The three years starts on the date you became a lawful permanent resident and includes any time as a conditional resident. You calculate the three-year period using the resident since date on your green card. The 18 months is total during the past 3 years. It does not need to be consecutive. However, absences of six months do cause a problem.
I agree with my colleague. You should consult an attorney if you have extended absences.
The above information does not constitute legal advice, and is intended only as general information. You should speak with an attorney to discuss your individual case, as not all facts are known at this time.
I agree with my colleague: 1) the 2 years of conditional residence is counted in the three years, and 2) the 18 months must not be consecutive however long periods of time outside of the US could be considered abandonment of your lawful permanent residency. You don't want to have a gap of 6 months.
The three years start from the day she received her conditional residence. It is not immigrant prison. Vacations are OK.
You should really speak with an immigration lawyer. Naturalization is scrutinized very intensely and problems that were overlooked during previous petitions are often discovered and create problems.
I'm intrigued by your question about immigration prison. I'm not entirely sure what you're asking, but let me take a guess.
Are you saying that you have been a green card holder for the past 3 years, but that during those three years, you spent some of that time in immigration detention?
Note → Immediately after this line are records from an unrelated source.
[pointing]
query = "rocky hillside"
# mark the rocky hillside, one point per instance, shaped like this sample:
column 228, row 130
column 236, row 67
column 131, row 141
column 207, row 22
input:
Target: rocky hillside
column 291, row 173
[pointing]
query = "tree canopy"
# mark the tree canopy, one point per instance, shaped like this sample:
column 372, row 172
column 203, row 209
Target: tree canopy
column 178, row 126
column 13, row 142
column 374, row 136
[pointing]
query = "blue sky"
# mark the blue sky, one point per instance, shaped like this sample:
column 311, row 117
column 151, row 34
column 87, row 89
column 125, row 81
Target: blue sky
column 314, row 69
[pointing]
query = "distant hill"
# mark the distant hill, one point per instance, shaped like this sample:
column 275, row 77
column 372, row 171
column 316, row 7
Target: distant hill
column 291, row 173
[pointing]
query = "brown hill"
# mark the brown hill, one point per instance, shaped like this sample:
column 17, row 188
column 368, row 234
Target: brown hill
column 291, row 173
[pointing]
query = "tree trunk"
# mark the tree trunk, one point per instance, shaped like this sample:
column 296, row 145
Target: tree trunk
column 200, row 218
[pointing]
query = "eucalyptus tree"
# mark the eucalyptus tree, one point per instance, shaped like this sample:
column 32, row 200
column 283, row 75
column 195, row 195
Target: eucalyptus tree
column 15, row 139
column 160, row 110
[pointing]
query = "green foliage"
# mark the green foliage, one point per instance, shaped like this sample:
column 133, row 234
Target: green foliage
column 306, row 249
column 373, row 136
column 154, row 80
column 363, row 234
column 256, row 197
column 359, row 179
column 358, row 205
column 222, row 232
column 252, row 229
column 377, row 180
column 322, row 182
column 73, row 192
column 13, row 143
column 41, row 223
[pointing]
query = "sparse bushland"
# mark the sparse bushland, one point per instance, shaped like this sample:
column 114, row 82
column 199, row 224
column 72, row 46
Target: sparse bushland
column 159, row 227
And you're wondering whether the immigration detention disrupted your period of required physical presence in the U.S?
The answer to that would be no, assuming that the detention facility was in the U.S.
However, if you were separated from your spouse by that period of detention, then you might not qualify for the 3 year naturalization provision. In general, a naturalization applicant must wait 5 years as a green card holder before seeking citizenship. An exception is made for those individuals who lived in "marital union" with a US citizen for three years after getting their green cards. Those individuals only have to wait 3 years. "Marital union" means not only that you're married, but that you're sharing a residence with that spouse.
So, if you were separated from your spouse for big chunks of time in the three years since you got your green card, you might not qualify for the exception. Now, some periods of involuntary separation can be excused--and if this is indeed the issue in your case, then you are going to want to explore those exceptions in more detail to see if they apply to you.
But maybe I've completely misunderstood the nature of your question. What did you mean when you wrote, "Like immigration prison?"?